"Profiles are are 'me in a nutshell', Plans are 'what we intend to do'.
We need a bit of both, to get the clearest picture across— of a person, of a job."
Traditionally, a disability support plan itemises all of service options a person may need, and how they need them to be done. This can comprise instructions from medical professionals, preferences from the individuals, and third-party documentation for technical needs.
Even in the best cases, support plans can feel clinical, impersonal, and reductive. In the worst, they can be overwhelming with detail, and difficult to utilise. Some support-seekers may be reluctant to share details for privacy reasons, while others balk at the time investment of itemising their needs. On the receiving end, support workers feel saturated with detail, and find a complex plan confusing or intimidating.
In this project, we aimed to find the heart of what made a support plan meaningful, and distribute those strengths across the product in the most effective way possible.
Who benefits from a good plan?
We knew the existing implementation (a blank text area) was inadequate, so, rather than collect opinions on it, we interviewed folks about how their best client/worker relationships began.
These dialogues revealed that, like most jobs, it was important to be up-front about the high-level responsibilities of the role— but that too much detail at the early phase felt irrelevant, inappropriate, and unfocused.
Support-seekers generally avoided filling out or updating lengthy documents, and most workers didn't read them anyway.
How can we share information organically?
From the research, we knew that process and nuance were best learned on the job. A successful relationship was defined by open dialogue and feedback, so our tool could be most effective by promoting communication over documentation.
We used a conventional recruitment process as inspiration, and planned detail to be rolled out progressively, as trust and interest were built. This gave the support-seeker privacy, and the worker the best context for each stage.

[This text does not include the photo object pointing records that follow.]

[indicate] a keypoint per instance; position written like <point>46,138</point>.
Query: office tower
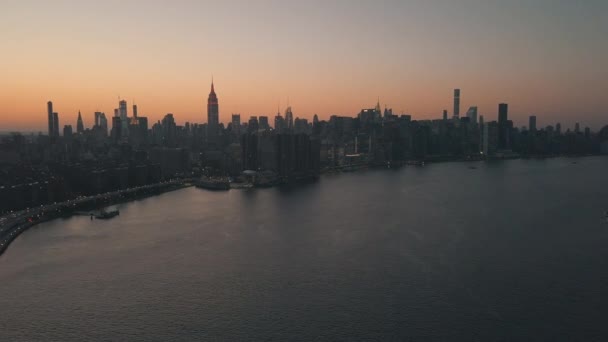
<point>289,118</point>
<point>253,124</point>
<point>55,124</point>
<point>263,120</point>
<point>67,131</point>
<point>236,124</point>
<point>79,124</point>
<point>122,109</point>
<point>472,115</point>
<point>532,123</point>
<point>456,103</point>
<point>503,126</point>
<point>103,123</point>
<point>503,113</point>
<point>279,123</point>
<point>49,107</point>
<point>97,118</point>
<point>116,128</point>
<point>212,113</point>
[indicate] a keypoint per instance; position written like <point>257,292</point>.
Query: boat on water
<point>213,184</point>
<point>415,162</point>
<point>104,214</point>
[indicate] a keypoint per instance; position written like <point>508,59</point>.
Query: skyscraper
<point>289,118</point>
<point>67,131</point>
<point>263,121</point>
<point>532,123</point>
<point>456,103</point>
<point>503,113</point>
<point>472,114</point>
<point>49,107</point>
<point>103,123</point>
<point>124,121</point>
<point>55,124</point>
<point>503,126</point>
<point>236,124</point>
<point>79,124</point>
<point>122,109</point>
<point>212,113</point>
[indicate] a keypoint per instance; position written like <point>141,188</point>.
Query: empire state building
<point>212,113</point>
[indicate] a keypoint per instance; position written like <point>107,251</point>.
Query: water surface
<point>513,250</point>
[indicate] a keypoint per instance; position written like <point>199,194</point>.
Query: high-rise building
<point>49,107</point>
<point>103,123</point>
<point>503,113</point>
<point>532,123</point>
<point>503,126</point>
<point>122,109</point>
<point>472,114</point>
<point>263,121</point>
<point>456,103</point>
<point>253,124</point>
<point>55,124</point>
<point>97,118</point>
<point>67,131</point>
<point>279,123</point>
<point>289,118</point>
<point>79,124</point>
<point>236,124</point>
<point>212,113</point>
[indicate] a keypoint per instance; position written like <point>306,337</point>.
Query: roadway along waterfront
<point>15,223</point>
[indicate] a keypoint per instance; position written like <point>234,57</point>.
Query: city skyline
<point>328,60</point>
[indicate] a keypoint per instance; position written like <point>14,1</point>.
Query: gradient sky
<point>543,57</point>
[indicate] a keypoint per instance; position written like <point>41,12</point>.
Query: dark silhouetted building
<point>532,123</point>
<point>212,114</point>
<point>456,103</point>
<point>503,126</point>
<point>79,124</point>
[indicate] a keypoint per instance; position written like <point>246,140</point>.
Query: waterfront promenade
<point>15,223</point>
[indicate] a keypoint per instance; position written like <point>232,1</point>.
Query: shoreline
<point>13,225</point>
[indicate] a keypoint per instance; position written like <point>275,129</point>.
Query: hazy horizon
<point>543,58</point>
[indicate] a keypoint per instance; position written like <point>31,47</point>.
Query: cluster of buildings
<point>125,151</point>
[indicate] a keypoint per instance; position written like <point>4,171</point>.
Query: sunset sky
<point>543,57</point>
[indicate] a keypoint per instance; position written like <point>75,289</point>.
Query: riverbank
<point>12,225</point>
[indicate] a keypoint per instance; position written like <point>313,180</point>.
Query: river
<point>507,251</point>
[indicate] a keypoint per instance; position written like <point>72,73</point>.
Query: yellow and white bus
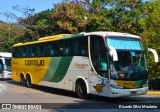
<point>5,65</point>
<point>110,64</point>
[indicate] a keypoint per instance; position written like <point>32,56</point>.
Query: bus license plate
<point>133,92</point>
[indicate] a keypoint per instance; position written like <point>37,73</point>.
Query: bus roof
<point>66,36</point>
<point>5,54</point>
<point>107,33</point>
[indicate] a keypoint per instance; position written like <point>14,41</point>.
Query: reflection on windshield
<point>130,66</point>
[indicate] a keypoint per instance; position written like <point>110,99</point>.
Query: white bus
<point>110,64</point>
<point>5,65</point>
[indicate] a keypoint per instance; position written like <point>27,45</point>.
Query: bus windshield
<point>131,65</point>
<point>7,65</point>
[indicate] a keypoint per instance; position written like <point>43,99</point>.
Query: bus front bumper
<point>128,92</point>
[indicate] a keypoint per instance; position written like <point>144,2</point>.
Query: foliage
<point>150,35</point>
<point>140,17</point>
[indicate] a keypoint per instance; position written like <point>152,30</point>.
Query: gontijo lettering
<point>34,62</point>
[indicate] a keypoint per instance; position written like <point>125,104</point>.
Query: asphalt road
<point>51,99</point>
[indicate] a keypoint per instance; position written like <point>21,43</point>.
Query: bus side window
<point>81,46</point>
<point>67,47</point>
<point>34,51</point>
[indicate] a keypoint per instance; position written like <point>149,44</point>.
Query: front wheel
<point>81,90</point>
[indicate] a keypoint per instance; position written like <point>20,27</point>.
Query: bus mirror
<point>154,53</point>
<point>113,53</point>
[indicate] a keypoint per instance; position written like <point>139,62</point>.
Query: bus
<point>110,64</point>
<point>5,65</point>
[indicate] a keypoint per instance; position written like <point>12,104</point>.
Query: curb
<point>153,92</point>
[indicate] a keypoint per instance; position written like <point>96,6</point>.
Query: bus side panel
<point>35,67</point>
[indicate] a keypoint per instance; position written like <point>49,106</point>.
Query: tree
<point>150,35</point>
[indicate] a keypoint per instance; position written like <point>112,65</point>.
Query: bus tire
<point>22,80</point>
<point>81,90</point>
<point>28,81</point>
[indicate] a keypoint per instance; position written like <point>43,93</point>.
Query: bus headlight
<point>116,86</point>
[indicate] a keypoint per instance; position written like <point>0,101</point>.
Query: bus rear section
<point>5,65</point>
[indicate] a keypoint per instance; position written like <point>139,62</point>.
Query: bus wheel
<point>28,81</point>
<point>81,90</point>
<point>22,80</point>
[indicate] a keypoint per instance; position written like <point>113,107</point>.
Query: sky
<point>38,5</point>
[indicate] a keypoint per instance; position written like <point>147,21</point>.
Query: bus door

The highest-level items (ie: "I'm looking for help around the house and transportation") could be posted openly, alongside with content that completed the profile of the user— their suburb, age range, personal interests. This would enable the worker to get a complete picture of their potential client, and make a confident self-evaluation about their ability to do the services required.
From here, further specifics could be revealed as the two met for an interview. Here, the items in the profile could serve as talking points— exactly what does 'help around the house' mean for your life?
If both parties agreed that 'meal prep', 'rubbish disposal', and 'pet care' were a go, they could discuss and plan a shift together that might involve those elements.
When that shift arrived, the highest level of detail would become relevant and available for reference— Does the worker need a diagram showing how to collapse the wheelchair? A password for the wifi? Does the cat have preferences for one type of food over another?
How can we apply what we know?
We wanted to categorise content as much as possible, so we it could be easily populated, referenced and leveraged by other features.
By using predefined tags to code the areas of support, we can make it efficient for the support-seeker to complete the form, by choosing from a cloud of suggestions.
Once areas are added to the profile, they can be pulled back out and slotted into a shift agenda, creating a helpful checklist for worker and client to itemise a day's work— this keeps expectations clear for both parties.
The presence of coded data provides further options to explore future feature design, such as matchmaking ("You need a car, they have a car") or reward structures ("This worker has 500 hours of experience at [skill x]").